When I think about sharing my life with someone, whether that is a therapist, friend or man, it takes me time to get everything out.  There are huge trust issues for me, so I begin slowly and, the more I'm comfortable, the more that comes out.  During the session, we talked about how I was severely abused as a child, sexually abused as a teen and the impact those things have had on my relationships with people and with food.  Food was the avenue that I used to help me cope with intense feelings and took me away to another place where I didn't have to feel or hope or dream.  It had the ability to numb me out.  In the same way alcohol is the alcoholic, food is a drug to me.  Obviously I can't just stop eating because I need food to sustain my life, but now it's about being healthier and changing bad habits into good ones.  So when the therapist asked me how she can help me, I thought about it for a minute and told her I need continued help with changing negative behavior.

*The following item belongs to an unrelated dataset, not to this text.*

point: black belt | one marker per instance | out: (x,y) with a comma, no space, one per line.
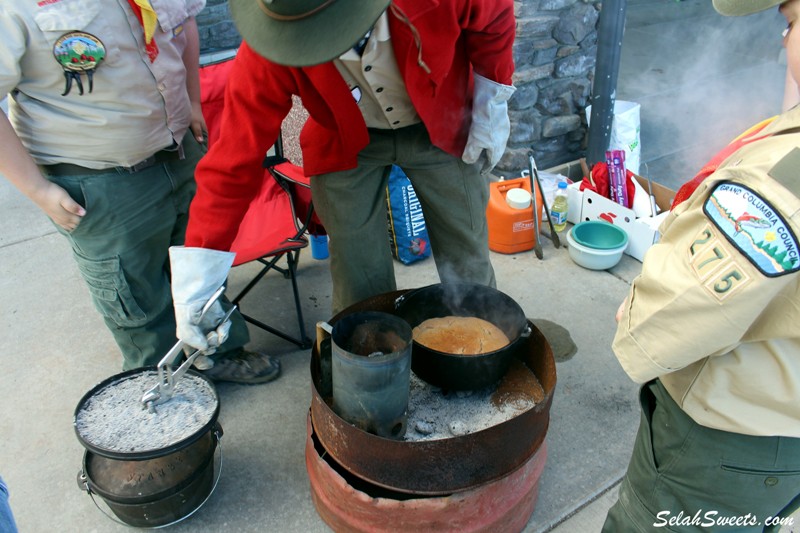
(67,169)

How exactly can negative behaviors be turned into positive ones?  That seems like the question of the ages
for me.  My therapist told me it takes practice, practice, practice.  She was encouraging, though, because she said it is possible to do.  It won't be easy, especially with behaviors that have been a part of me for my entire life, but with honesty and patience, it is within reach for me.  I have always gone to food to cope and one of the biggest reasons is my lack of love and respect for myself.  For other people, I can give of myself one hundred percent, without question.  My friends and family know I am always there for them, for whatever they need, and that I will love and support them unfailingly.  Yet, when it comes to myself, it seems as though I live by different rules.  When I look in the mirror, I convince myself that I'm ugly, that I'm not smart enough, that I'm really an unlovable creature.  Do I want to admit that?  No, but it's my truth if I'm being as honest as I know how to be.  I convince myself of that when I think about how my ex-boyfriend treated me and how other men seem to not be interested in me.  My ex used to always tell me how beautiful I was to him and I never believed him.  Perhaps I didn't want to believe him.  I convince myself that I'm alone a lot of the time because friends don't want to hang out with me, not because they're busy with their families or that I had been busy with school.  There's just such a huge part of me that believes things have to be perfect, even though intellectually I really do know that things can't be perfect.

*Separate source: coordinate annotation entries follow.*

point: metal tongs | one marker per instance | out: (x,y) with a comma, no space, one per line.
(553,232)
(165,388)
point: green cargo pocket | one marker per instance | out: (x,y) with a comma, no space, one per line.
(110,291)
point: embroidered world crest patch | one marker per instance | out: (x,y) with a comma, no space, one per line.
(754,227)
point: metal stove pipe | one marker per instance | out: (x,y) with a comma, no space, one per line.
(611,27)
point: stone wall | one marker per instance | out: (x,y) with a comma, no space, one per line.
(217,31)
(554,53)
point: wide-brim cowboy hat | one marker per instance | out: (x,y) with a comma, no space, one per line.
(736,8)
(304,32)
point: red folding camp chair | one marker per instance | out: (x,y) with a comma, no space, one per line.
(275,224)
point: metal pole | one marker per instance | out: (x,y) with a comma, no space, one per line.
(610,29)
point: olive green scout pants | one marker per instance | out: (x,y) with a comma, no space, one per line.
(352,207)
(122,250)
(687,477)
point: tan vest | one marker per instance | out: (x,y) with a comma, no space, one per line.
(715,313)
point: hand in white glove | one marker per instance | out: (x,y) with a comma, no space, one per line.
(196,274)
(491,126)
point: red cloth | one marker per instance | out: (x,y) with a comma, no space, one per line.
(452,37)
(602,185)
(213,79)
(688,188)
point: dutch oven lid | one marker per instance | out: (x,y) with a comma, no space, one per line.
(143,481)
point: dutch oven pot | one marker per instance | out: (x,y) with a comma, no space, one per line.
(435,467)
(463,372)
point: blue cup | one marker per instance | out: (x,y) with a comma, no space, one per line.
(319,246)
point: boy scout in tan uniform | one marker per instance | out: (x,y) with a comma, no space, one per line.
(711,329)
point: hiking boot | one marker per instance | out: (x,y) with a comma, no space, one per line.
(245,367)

As I move forward with my therapy sessions, I need to continue to speak my truth, no matter how painful that might be.  It means I need to say out loud the things I have thought about myself in private.  The things that I don't want to talk about are the very things I must talk about.  Otherwise, I will continue doing the weight loss dance for the rest of my life.  It's like a literal cha-cha-cha with the scale ... up, down, up, down, cha-cha-cha.  I know there are so many people out there in the world, even those reading my words right in this very moment, who understand precisely what I'm talking about.  It's a dance to a song that never seems to end, one that makes you exhausted and you wrinkle your nose every time the tune is played on the radio.  As the title to my blog always reminds me, now is finally the time.  I will only be victorious if I take the skeleton out of the closet and own where I'm at, even when it's unpleasant.  I have come leaps and bounds in so many ways, so I know that if I continue to stay the course and not back down out of fear, I will continue jumping over the hurdles that I encounter.  It's so crazy to me that I'm just spilling my guts all over this blog, but I have to say that this is incredibly healing for me and, I hope, for you, too.